Certainly the overall risk of patients undergoing MRI is low: The death rate is only 5.3 deaths per million studies, Greenberg said. But in a study looking at children undergoing MRI with general anesthesia, which is often needed due to longer scan times, the death rate was found to be one per 3,900 exams (Anesthesiology, March 2009, Vol. 110:3, pp. 459-79).
"This was found to be twice as dangerous as doing general anesthesia in the operating room," he said.
In the long term, general anesthesia has an effect on the developing brain, causing both γ-aminobutyric acid receptor agonism and N-methyl-D-aspartate receptor antagonism.
"These changes result in mitochondrial membrane permeability disruption leading to neuroapoptosis," he said. The youngest children are most at risk, as sensitivity peaks during the period of synaptogenesis, which begins during the last trimester of pregnancy and continues during the first two years of life, he said.
Indeed, an article published in the August edition of Current Opinion in Anesthesiology notes that general anesthesia depresses neuronal activity and communication during synaptogenesis, leading to long-term cognitive impairment, wrote Dr. Vesna Jevtovic-Todorovic, PhD, professor of anesthesiology at the University of Virginia Health System.

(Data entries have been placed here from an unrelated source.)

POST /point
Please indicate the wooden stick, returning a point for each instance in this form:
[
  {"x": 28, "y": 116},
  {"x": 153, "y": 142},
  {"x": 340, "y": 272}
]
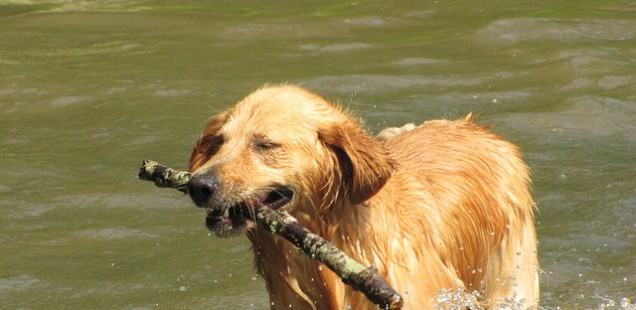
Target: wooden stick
[{"x": 359, "y": 277}]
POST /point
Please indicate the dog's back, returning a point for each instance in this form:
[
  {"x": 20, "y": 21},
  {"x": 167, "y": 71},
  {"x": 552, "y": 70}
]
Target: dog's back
[
  {"x": 466, "y": 191},
  {"x": 457, "y": 215}
]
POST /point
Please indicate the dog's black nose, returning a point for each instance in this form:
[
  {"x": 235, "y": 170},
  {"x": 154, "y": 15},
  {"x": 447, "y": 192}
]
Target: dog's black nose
[{"x": 201, "y": 188}]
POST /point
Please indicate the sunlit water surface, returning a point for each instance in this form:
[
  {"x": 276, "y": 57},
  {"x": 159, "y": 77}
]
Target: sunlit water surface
[{"x": 89, "y": 88}]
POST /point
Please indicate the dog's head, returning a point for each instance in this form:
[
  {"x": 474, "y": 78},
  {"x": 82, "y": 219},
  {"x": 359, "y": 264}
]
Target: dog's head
[{"x": 283, "y": 147}]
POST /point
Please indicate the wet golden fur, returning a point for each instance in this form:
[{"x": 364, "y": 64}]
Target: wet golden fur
[{"x": 440, "y": 206}]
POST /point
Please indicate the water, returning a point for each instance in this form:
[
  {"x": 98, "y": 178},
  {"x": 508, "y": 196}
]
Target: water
[{"x": 89, "y": 88}]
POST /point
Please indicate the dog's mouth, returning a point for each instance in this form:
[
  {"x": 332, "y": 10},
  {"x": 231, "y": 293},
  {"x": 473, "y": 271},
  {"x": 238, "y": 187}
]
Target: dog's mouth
[{"x": 235, "y": 219}]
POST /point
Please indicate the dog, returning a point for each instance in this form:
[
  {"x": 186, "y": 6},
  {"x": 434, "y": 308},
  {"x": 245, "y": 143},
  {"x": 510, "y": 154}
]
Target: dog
[{"x": 438, "y": 208}]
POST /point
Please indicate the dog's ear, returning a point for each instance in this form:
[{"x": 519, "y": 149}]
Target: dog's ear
[
  {"x": 209, "y": 142},
  {"x": 364, "y": 162}
]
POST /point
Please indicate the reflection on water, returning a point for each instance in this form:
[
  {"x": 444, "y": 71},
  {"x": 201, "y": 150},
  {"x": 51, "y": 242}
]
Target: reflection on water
[{"x": 89, "y": 88}]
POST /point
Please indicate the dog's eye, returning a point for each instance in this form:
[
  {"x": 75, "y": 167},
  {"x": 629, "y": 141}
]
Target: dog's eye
[{"x": 210, "y": 145}]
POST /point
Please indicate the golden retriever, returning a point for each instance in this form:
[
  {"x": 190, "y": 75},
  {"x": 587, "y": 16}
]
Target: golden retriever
[{"x": 440, "y": 209}]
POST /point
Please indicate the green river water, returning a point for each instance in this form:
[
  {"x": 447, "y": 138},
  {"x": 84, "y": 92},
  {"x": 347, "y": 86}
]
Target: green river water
[{"x": 89, "y": 88}]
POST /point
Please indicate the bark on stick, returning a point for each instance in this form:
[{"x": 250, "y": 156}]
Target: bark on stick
[{"x": 359, "y": 277}]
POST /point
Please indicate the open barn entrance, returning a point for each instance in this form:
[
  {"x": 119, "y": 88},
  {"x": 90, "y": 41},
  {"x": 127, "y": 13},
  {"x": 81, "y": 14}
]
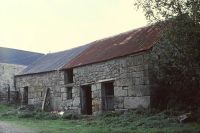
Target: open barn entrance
[
  {"x": 25, "y": 96},
  {"x": 108, "y": 96},
  {"x": 86, "y": 100}
]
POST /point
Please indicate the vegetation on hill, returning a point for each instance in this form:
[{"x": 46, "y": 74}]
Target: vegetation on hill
[{"x": 176, "y": 57}]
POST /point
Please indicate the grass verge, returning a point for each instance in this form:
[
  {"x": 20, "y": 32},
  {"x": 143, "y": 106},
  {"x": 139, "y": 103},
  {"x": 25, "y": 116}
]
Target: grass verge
[{"x": 137, "y": 121}]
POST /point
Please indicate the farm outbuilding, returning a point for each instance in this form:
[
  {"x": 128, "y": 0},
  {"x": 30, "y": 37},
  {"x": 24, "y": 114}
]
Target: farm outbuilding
[{"x": 107, "y": 74}]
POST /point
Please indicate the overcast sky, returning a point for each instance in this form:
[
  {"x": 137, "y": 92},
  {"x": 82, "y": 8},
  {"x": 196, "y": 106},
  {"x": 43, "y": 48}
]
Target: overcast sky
[{"x": 54, "y": 25}]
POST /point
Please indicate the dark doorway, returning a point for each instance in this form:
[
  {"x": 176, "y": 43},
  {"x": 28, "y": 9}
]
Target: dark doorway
[
  {"x": 108, "y": 96},
  {"x": 25, "y": 95},
  {"x": 86, "y": 100}
]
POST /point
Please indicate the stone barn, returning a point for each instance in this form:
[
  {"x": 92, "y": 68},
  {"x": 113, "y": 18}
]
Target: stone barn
[
  {"x": 105, "y": 75},
  {"x": 113, "y": 73},
  {"x": 44, "y": 80},
  {"x": 12, "y": 61}
]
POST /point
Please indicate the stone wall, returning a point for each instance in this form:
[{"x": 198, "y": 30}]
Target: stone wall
[
  {"x": 7, "y": 72},
  {"x": 130, "y": 77},
  {"x": 38, "y": 84}
]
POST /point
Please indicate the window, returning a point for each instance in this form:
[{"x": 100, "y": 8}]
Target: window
[
  {"x": 69, "y": 92},
  {"x": 68, "y": 76}
]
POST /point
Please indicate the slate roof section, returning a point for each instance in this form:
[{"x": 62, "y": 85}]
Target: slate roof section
[
  {"x": 131, "y": 42},
  {"x": 20, "y": 57},
  {"x": 53, "y": 61}
]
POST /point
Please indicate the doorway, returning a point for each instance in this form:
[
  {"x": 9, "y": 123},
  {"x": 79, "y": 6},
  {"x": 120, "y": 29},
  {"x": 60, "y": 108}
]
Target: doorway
[
  {"x": 25, "y": 96},
  {"x": 86, "y": 100},
  {"x": 107, "y": 96}
]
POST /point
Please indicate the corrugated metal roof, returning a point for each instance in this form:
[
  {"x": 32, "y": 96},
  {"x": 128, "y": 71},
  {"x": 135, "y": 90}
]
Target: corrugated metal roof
[
  {"x": 53, "y": 61},
  {"x": 14, "y": 56},
  {"x": 123, "y": 44}
]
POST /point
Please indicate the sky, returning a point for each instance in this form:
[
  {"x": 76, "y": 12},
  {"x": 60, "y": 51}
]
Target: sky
[{"x": 48, "y": 26}]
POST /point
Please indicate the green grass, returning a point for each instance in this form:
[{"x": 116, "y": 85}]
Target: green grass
[{"x": 131, "y": 122}]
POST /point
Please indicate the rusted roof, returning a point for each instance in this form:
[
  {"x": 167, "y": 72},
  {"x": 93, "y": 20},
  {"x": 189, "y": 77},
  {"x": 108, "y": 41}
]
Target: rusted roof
[
  {"x": 20, "y": 57},
  {"x": 134, "y": 41}
]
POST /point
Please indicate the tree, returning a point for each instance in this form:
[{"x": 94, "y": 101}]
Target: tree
[{"x": 176, "y": 57}]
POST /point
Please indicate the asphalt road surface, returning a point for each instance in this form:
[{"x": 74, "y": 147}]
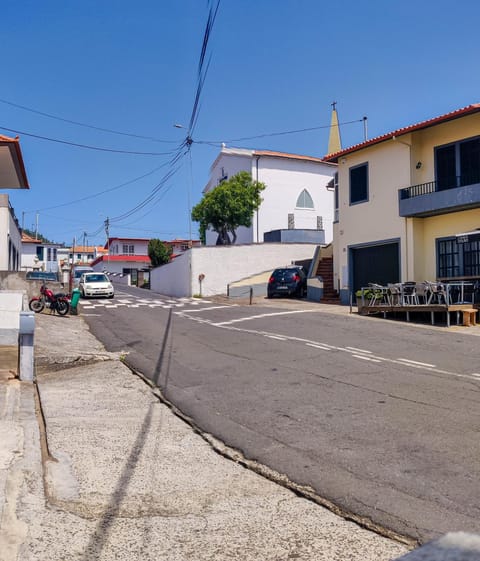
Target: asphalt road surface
[{"x": 381, "y": 418}]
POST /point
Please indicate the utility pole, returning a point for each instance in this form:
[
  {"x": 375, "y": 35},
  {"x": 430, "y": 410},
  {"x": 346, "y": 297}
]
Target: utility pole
[{"x": 107, "y": 232}]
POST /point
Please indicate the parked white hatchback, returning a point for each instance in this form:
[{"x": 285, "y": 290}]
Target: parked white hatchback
[{"x": 95, "y": 284}]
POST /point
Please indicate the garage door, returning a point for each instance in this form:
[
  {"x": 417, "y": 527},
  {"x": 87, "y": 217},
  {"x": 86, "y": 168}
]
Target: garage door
[{"x": 375, "y": 263}]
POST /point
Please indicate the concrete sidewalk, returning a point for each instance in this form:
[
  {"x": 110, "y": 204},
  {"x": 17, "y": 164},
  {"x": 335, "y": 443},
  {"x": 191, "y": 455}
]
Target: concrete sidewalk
[
  {"x": 117, "y": 475},
  {"x": 113, "y": 473}
]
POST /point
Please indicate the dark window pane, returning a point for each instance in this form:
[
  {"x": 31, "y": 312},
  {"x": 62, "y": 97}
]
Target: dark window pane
[
  {"x": 470, "y": 162},
  {"x": 359, "y": 184},
  {"x": 446, "y": 170}
]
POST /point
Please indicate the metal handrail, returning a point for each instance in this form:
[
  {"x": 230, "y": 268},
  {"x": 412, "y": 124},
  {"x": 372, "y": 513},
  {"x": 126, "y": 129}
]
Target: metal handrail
[{"x": 439, "y": 185}]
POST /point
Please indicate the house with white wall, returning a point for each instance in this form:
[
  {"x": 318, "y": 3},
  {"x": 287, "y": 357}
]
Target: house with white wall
[
  {"x": 80, "y": 254},
  {"x": 407, "y": 204},
  {"x": 297, "y": 206},
  {"x": 39, "y": 255},
  {"x": 125, "y": 256},
  {"x": 12, "y": 176}
]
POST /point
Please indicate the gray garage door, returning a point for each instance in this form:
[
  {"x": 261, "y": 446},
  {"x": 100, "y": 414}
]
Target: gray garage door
[{"x": 376, "y": 263}]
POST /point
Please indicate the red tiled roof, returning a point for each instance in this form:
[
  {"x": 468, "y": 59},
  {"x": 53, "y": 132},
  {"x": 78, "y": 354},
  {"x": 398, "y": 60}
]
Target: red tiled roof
[
  {"x": 288, "y": 156},
  {"x": 126, "y": 258},
  {"x": 15, "y": 142},
  {"x": 29, "y": 239},
  {"x": 469, "y": 110}
]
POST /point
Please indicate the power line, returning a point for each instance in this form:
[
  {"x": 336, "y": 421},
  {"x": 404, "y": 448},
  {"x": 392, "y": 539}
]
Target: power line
[
  {"x": 202, "y": 66},
  {"x": 77, "y": 123},
  {"x": 86, "y": 146},
  {"x": 296, "y": 131},
  {"x": 95, "y": 195}
]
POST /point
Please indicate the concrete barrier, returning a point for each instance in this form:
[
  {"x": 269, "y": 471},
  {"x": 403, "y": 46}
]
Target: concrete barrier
[
  {"x": 11, "y": 304},
  {"x": 454, "y": 546}
]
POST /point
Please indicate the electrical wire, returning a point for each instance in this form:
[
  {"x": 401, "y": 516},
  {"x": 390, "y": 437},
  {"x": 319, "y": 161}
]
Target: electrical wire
[
  {"x": 86, "y": 146},
  {"x": 77, "y": 123},
  {"x": 270, "y": 134},
  {"x": 202, "y": 66},
  {"x": 100, "y": 193},
  {"x": 173, "y": 168}
]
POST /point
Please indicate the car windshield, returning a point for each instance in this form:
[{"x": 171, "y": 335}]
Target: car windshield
[
  {"x": 79, "y": 273},
  {"x": 286, "y": 274},
  {"x": 96, "y": 277},
  {"x": 41, "y": 275}
]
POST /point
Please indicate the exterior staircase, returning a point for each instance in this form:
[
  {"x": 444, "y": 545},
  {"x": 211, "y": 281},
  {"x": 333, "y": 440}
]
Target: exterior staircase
[{"x": 325, "y": 270}]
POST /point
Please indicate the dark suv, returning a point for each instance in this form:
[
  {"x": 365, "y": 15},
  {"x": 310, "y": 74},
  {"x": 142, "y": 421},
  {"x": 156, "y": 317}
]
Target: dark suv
[{"x": 287, "y": 281}]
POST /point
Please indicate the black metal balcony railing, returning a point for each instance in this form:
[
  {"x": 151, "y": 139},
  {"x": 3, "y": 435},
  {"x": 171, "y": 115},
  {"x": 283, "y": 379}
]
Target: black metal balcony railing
[{"x": 441, "y": 184}]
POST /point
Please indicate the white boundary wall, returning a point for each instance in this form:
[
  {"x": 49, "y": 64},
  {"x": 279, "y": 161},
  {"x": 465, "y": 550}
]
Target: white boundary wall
[{"x": 221, "y": 266}]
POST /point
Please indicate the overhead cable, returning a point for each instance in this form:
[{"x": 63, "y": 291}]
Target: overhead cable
[
  {"x": 296, "y": 131},
  {"x": 100, "y": 193},
  {"x": 77, "y": 123},
  {"x": 86, "y": 146}
]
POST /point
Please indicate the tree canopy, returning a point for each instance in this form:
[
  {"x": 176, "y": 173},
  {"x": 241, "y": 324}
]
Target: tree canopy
[
  {"x": 159, "y": 252},
  {"x": 229, "y": 205}
]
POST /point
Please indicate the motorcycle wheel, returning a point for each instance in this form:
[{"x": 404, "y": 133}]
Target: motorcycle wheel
[
  {"x": 36, "y": 305},
  {"x": 63, "y": 307}
]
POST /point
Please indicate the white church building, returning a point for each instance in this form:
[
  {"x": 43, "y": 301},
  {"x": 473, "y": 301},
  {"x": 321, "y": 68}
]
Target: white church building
[{"x": 297, "y": 202}]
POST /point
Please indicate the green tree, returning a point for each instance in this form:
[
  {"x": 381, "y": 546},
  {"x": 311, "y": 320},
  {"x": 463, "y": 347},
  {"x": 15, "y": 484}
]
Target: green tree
[
  {"x": 36, "y": 235},
  {"x": 229, "y": 205},
  {"x": 159, "y": 252}
]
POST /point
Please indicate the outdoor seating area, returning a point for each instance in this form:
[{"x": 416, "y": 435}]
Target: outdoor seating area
[{"x": 460, "y": 298}]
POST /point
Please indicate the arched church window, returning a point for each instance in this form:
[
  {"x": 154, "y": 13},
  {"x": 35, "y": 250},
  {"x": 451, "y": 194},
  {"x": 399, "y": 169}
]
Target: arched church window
[{"x": 304, "y": 200}]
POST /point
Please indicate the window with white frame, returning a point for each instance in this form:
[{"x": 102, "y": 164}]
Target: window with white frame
[
  {"x": 128, "y": 249},
  {"x": 304, "y": 200},
  {"x": 359, "y": 184}
]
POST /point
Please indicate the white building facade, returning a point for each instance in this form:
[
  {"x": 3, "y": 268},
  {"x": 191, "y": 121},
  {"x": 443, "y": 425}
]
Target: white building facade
[
  {"x": 12, "y": 176},
  {"x": 38, "y": 255},
  {"x": 10, "y": 237},
  {"x": 296, "y": 206}
]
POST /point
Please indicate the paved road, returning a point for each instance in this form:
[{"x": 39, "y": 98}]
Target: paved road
[{"x": 380, "y": 418}]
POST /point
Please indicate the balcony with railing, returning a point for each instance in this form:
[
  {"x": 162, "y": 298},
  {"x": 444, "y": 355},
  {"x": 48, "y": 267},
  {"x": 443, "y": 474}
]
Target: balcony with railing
[{"x": 444, "y": 195}]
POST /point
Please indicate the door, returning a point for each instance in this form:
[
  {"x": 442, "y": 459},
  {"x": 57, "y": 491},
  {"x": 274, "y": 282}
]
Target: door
[{"x": 376, "y": 263}]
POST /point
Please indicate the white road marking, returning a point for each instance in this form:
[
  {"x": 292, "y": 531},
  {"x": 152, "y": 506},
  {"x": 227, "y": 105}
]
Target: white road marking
[
  {"x": 367, "y": 358},
  {"x": 205, "y": 309},
  {"x": 259, "y": 316},
  {"x": 358, "y": 350},
  {"x": 416, "y": 362},
  {"x": 318, "y": 346}
]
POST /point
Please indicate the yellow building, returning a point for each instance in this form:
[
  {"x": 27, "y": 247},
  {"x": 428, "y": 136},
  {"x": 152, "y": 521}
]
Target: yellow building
[{"x": 407, "y": 204}]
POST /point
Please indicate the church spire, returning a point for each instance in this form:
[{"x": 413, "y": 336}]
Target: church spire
[{"x": 334, "y": 142}]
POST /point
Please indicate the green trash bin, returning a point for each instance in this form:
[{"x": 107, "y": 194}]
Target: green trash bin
[{"x": 74, "y": 301}]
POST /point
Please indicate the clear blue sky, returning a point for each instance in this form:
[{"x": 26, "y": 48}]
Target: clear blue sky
[{"x": 276, "y": 65}]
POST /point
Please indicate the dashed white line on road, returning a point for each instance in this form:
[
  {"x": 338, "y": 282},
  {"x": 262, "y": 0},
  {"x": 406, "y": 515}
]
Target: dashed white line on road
[
  {"x": 363, "y": 357},
  {"x": 260, "y": 316},
  {"x": 416, "y": 362},
  {"x": 358, "y": 350},
  {"x": 322, "y": 347},
  {"x": 206, "y": 309}
]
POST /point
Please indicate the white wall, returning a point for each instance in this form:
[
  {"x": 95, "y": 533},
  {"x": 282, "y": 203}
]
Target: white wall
[
  {"x": 285, "y": 178},
  {"x": 173, "y": 279},
  {"x": 221, "y": 266},
  {"x": 140, "y": 247},
  {"x": 9, "y": 230}
]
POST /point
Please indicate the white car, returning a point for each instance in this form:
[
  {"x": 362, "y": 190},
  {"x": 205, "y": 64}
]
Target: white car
[{"x": 95, "y": 284}]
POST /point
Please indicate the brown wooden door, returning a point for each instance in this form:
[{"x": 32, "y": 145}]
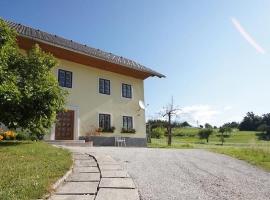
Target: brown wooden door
[{"x": 65, "y": 125}]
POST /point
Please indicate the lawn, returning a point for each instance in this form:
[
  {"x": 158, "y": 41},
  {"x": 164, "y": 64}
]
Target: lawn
[
  {"x": 29, "y": 169},
  {"x": 259, "y": 156},
  {"x": 243, "y": 145}
]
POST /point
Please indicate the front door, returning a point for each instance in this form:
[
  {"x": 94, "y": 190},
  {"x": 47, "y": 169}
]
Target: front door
[{"x": 64, "y": 129}]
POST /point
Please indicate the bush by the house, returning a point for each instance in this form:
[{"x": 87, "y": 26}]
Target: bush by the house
[
  {"x": 107, "y": 130},
  {"x": 157, "y": 132},
  {"x": 132, "y": 130}
]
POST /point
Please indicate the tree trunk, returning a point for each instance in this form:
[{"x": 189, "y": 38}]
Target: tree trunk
[{"x": 169, "y": 131}]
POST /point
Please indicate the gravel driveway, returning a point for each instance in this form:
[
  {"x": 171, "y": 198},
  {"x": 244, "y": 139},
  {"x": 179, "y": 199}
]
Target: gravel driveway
[{"x": 166, "y": 174}]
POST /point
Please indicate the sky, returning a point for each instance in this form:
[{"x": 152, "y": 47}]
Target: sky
[{"x": 215, "y": 54}]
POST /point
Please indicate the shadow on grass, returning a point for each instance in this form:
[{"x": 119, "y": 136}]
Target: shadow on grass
[
  {"x": 13, "y": 143},
  {"x": 263, "y": 136}
]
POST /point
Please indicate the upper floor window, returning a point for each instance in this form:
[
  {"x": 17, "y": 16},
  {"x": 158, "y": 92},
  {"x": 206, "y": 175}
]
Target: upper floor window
[
  {"x": 126, "y": 90},
  {"x": 105, "y": 121},
  {"x": 127, "y": 122},
  {"x": 65, "y": 78},
  {"x": 104, "y": 86}
]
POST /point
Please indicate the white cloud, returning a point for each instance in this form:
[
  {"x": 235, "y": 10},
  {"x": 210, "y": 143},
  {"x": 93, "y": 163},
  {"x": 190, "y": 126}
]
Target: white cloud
[
  {"x": 247, "y": 36},
  {"x": 226, "y": 108},
  {"x": 198, "y": 114}
]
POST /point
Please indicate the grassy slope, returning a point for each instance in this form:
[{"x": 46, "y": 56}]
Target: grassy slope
[
  {"x": 28, "y": 169},
  {"x": 259, "y": 156},
  {"x": 242, "y": 145}
]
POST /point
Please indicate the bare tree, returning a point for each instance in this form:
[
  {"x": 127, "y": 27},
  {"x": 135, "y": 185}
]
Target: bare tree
[{"x": 169, "y": 111}]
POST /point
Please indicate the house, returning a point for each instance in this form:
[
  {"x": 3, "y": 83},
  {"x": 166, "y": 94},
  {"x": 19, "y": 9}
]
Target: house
[{"x": 104, "y": 90}]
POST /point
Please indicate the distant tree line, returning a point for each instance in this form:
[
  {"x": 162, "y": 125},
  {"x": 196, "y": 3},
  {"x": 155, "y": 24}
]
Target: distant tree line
[{"x": 163, "y": 123}]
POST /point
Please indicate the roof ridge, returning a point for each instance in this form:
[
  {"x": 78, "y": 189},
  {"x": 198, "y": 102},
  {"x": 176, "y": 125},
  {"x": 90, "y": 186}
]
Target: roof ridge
[{"x": 28, "y": 31}]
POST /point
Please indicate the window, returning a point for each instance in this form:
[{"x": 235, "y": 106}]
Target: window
[
  {"x": 105, "y": 121},
  {"x": 65, "y": 78},
  {"x": 127, "y": 123},
  {"x": 104, "y": 86},
  {"x": 126, "y": 91}
]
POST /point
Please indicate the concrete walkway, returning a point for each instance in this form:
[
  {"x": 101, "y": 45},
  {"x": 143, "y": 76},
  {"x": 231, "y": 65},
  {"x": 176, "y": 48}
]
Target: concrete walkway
[{"x": 96, "y": 177}]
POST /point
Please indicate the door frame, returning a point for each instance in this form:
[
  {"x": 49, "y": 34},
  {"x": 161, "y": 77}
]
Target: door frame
[{"x": 76, "y": 130}]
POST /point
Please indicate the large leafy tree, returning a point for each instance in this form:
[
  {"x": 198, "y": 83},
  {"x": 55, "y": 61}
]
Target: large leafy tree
[
  {"x": 30, "y": 96},
  {"x": 250, "y": 122}
]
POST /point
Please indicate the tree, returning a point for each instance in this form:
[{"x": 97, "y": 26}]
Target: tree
[
  {"x": 250, "y": 122},
  {"x": 30, "y": 95},
  {"x": 265, "y": 129},
  {"x": 169, "y": 111},
  {"x": 205, "y": 133},
  {"x": 231, "y": 124},
  {"x": 224, "y": 132},
  {"x": 207, "y": 125}
]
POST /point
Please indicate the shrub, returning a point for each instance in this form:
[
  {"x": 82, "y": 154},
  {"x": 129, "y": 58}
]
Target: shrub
[
  {"x": 9, "y": 135},
  {"x": 225, "y": 132},
  {"x": 132, "y": 130},
  {"x": 108, "y": 130},
  {"x": 157, "y": 133},
  {"x": 205, "y": 133}
]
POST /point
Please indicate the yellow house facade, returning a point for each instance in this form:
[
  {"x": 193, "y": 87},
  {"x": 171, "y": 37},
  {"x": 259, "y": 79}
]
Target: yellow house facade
[{"x": 105, "y": 91}]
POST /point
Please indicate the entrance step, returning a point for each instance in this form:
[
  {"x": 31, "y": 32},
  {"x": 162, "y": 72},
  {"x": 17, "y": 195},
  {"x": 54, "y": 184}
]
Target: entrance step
[{"x": 80, "y": 143}]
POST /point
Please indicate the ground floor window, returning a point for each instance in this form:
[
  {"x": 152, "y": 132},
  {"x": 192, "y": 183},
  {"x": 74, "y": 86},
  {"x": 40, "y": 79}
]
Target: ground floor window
[
  {"x": 127, "y": 122},
  {"x": 105, "y": 121}
]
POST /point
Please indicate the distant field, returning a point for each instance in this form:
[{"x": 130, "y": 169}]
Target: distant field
[
  {"x": 189, "y": 135},
  {"x": 243, "y": 145}
]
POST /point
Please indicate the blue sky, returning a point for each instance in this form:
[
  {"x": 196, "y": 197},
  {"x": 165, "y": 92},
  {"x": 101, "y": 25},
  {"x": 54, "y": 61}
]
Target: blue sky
[{"x": 214, "y": 74}]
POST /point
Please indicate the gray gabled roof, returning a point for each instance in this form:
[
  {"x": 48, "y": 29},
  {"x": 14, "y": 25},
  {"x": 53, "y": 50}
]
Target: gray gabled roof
[{"x": 32, "y": 33}]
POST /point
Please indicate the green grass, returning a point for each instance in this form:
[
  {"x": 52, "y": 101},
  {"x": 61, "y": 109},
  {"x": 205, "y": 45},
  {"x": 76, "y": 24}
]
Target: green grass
[
  {"x": 259, "y": 156},
  {"x": 244, "y": 145},
  {"x": 28, "y": 169}
]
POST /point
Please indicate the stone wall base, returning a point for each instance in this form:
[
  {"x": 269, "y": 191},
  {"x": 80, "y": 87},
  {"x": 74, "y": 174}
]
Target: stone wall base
[{"x": 110, "y": 141}]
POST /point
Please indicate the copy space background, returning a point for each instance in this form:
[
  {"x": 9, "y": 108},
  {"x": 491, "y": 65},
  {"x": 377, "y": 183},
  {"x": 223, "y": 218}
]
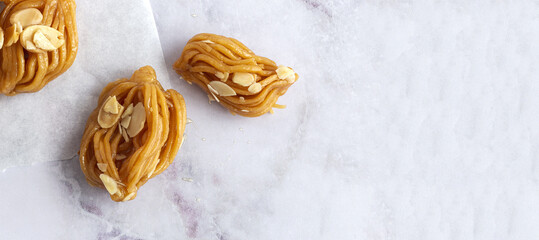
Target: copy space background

"Although clinical importance remains to be substantiated, results to date do indicate that exposure of animals to general anesthesia during active synaptogenesis is most detrimental," she wrote (Curr Opin Anaesthesiol, August 2011, Vol. 24:4, pp. 395-399).
More studies on the long-term effects of anesthesia and sedation will be coming out in the next couple of years, "so we're going to have to evaluate risks again," Greenberg said. So what's the right choice today?
"What we can say is that a low-dose CT exam -- anything less than 5 mSv -- does not have any measurable increase in cancer risk," he said. "MRI under general anesthesia is not safer than low-dose CT angiography. Our challenge in the future is to develop MRI protocols that are less dependent on anesthesia, and for CT to continue to ratchet down radiation to lower and lower doses."